Hope that helps. Thanks!

I encountered a similar issue caused by having NOMAD_ADDR set in the environment that nomad agent was run in. That var apparently went through to the Nomad API client that consul-template uses, and caused it to fail its API calls (in my case, for HTTP vs. HTTPS reasons) for the nomadService lookup.

My errors happened very consistently, so different I think from this case, but wanted to mention here for anyone else who finds this issue like I did. My solution was to ensure NOMAD_ADDR is not set in my nomad agent environment.

This is happening occasionally to me as well (Nomad 1.5.3). It doesn't seem to be consistent as to which service or which host the service disappears from.

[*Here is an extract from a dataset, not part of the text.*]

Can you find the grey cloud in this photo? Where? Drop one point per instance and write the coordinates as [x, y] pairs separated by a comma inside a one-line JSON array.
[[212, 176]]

To add another odd detail rather than just bumping, the service shows up in the UI, however it does not show on any of the nodes via the CLI.

Restarting the allocation seems to resolve the issue and force Nomad to re-register the service.

Unfortunately, this time it was my log aggregator that disappeared, so I don't have an easy way to pull logs from around the time of the issue. I'll try to grab them the next time it happens to a different service.

This issue still consistently happens for us every 2-3 days. I can observe exactly the same as @IamTheFij however we run nomad 1.6.3.

This is happening occasionally to me as well (Nomad 1.5.3). It doesn't seem to be consistent as to which service or which host the service disappears from.

To add another odd detail rather than just bumping, the service shows up in the UI, however it does not show on any of the nodes via the CLI.

I have observed same issue for nomad 1.7.3 to 1.7.7

I observer the same problem in v1.8.1

seeing same problem, services are clearly visible on Nomad UI, but cannot be used by templating.

Nomad 1.7.7 (multi-region, multi-dc and ACL enabled)

(Consul-based service templating works fine and reliable, as opposed to Nomad-based services)

Yet another example in nomad 1.8.1, it's just happening randomly among my services. Because i have traefik parsing the nomad services, they just disappear from traefik and are thus inaccessible. After rock-solid running for years, now the nomad deployments are just unreliable... :(

Service are up, healthy and reachable on the given ports...